L’Assemblée nationale française dresse un constat lucide de la Belgique

L’hebdomadaire “Le Vif-L’Express” a publié dans son édition du 18 mai un dossier intitulé “La France enterre la Belgique”. Les élus français, réunis au sein de l’Assemblée nationale, ont en effet acté “noir sur blanc” que la Belgique était en voie de disparition: “La question n’est plus de savoir si elle survivra, mais quand et comment elle disparaîtra”. La mission parlementaire d’information avait été confiée à Robert Lecou (UMP, Hérault) et Jean-Pierre Kucheida (PS, Pas-de-Calais). Ils ont interrogé une quarantaine de personalités politiques belges actives ou à la retraite, des politologues, journalistes, hommes d’affaires, diplomates, francophones et flamands.
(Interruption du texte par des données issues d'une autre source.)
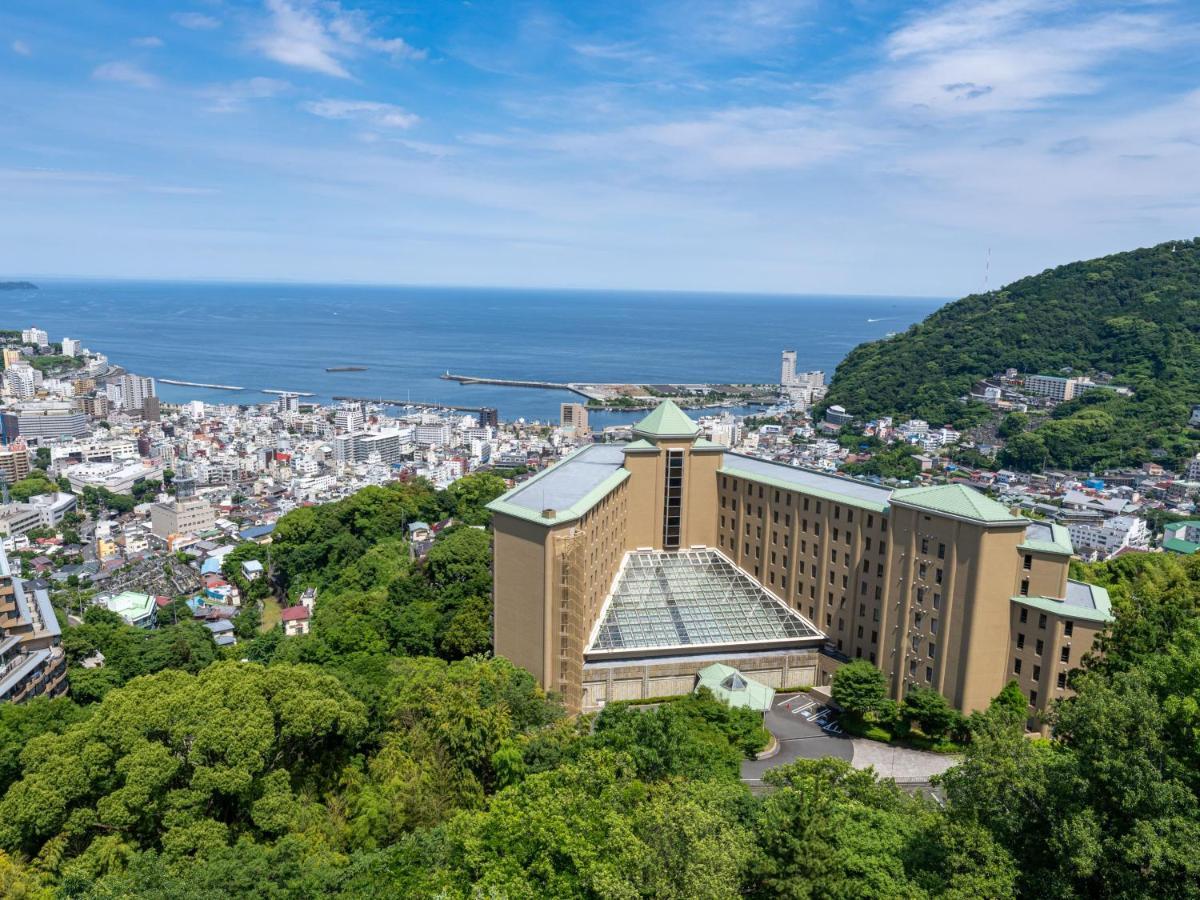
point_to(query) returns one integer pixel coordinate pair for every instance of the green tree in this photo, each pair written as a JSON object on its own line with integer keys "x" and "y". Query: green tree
{"x": 1013, "y": 425}
{"x": 1026, "y": 453}
{"x": 472, "y": 493}
{"x": 858, "y": 688}
{"x": 929, "y": 711}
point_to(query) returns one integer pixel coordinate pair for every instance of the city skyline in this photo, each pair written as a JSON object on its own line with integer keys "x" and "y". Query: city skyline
{"x": 779, "y": 147}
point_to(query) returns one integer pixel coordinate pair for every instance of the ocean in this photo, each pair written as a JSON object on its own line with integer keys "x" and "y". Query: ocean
{"x": 283, "y": 336}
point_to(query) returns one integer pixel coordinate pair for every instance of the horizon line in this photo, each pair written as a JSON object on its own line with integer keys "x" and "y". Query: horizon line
{"x": 444, "y": 286}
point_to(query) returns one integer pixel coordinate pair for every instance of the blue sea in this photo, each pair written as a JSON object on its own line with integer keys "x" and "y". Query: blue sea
{"x": 283, "y": 336}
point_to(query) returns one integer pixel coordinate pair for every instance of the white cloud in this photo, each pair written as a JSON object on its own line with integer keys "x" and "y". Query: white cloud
{"x": 1006, "y": 55}
{"x": 125, "y": 73}
{"x": 233, "y": 96}
{"x": 196, "y": 21}
{"x": 384, "y": 115}
{"x": 321, "y": 37}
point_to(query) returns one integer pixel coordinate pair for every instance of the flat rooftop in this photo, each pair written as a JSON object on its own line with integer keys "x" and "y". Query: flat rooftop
{"x": 570, "y": 480}
{"x": 831, "y": 486}
{"x": 691, "y": 600}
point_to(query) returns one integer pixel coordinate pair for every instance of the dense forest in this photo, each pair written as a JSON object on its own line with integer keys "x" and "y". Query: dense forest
{"x": 1134, "y": 316}
{"x": 387, "y": 754}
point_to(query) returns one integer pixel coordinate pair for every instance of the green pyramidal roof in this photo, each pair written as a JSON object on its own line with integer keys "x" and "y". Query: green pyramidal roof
{"x": 666, "y": 421}
{"x": 955, "y": 501}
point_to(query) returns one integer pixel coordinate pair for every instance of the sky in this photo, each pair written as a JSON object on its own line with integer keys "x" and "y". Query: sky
{"x": 853, "y": 147}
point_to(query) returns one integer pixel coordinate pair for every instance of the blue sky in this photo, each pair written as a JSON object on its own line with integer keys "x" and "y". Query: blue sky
{"x": 779, "y": 145}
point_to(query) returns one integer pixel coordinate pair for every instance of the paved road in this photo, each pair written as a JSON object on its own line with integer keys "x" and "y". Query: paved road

La conclusion du rapport de ces deux hommes dépêchés par Paris est claire; les jours de la Belgique telle qu’elle survit aujourd’hui sont comptées: “Le pouls qui a été pris du pays est faible. C’est celui d’un Etat au bout du rouleau, qui a épuisé ses dernières cartouches pour maintenir le “brol”…Nul ne saurait prétendre ranimer une âme belge qui n’apparaît plus que par éclipses”. Ils ajoutent que les Flamands agissent comme des égoïstes , qui ont oublié “que la prospérité passée de la Wallonie a été bénéfique pour la Flandre … Ils ne pourront être satisfaits que si le cordon belge est coupé ou, tout au moins, largement distendu … Une interrogation substiste sur le projet politique final de la Flandre”. La France ne dévoile pas son plan B: le rapport indique simplement que “nos interlocuteurs wallons n’ont pas exprimé le souhait de rejoindre la France”.

En attendant, les élus français ne manquent pas de critiquer l’attitude de la Flandre nationaliste et conquérante. Lors du débat à l’Assemblée nationale, Jean-Pierre Kucheida (PS) a souligné que les politiques flamands agissent comme des “égoïstes, ingrats, et même fascistes par certains comportements, proches de l’exaction”. Les députés français Jacques Myard (UMP, Yvelibes) et Christian Bataille (PS, Nord) ont donné leur opinion au Vif.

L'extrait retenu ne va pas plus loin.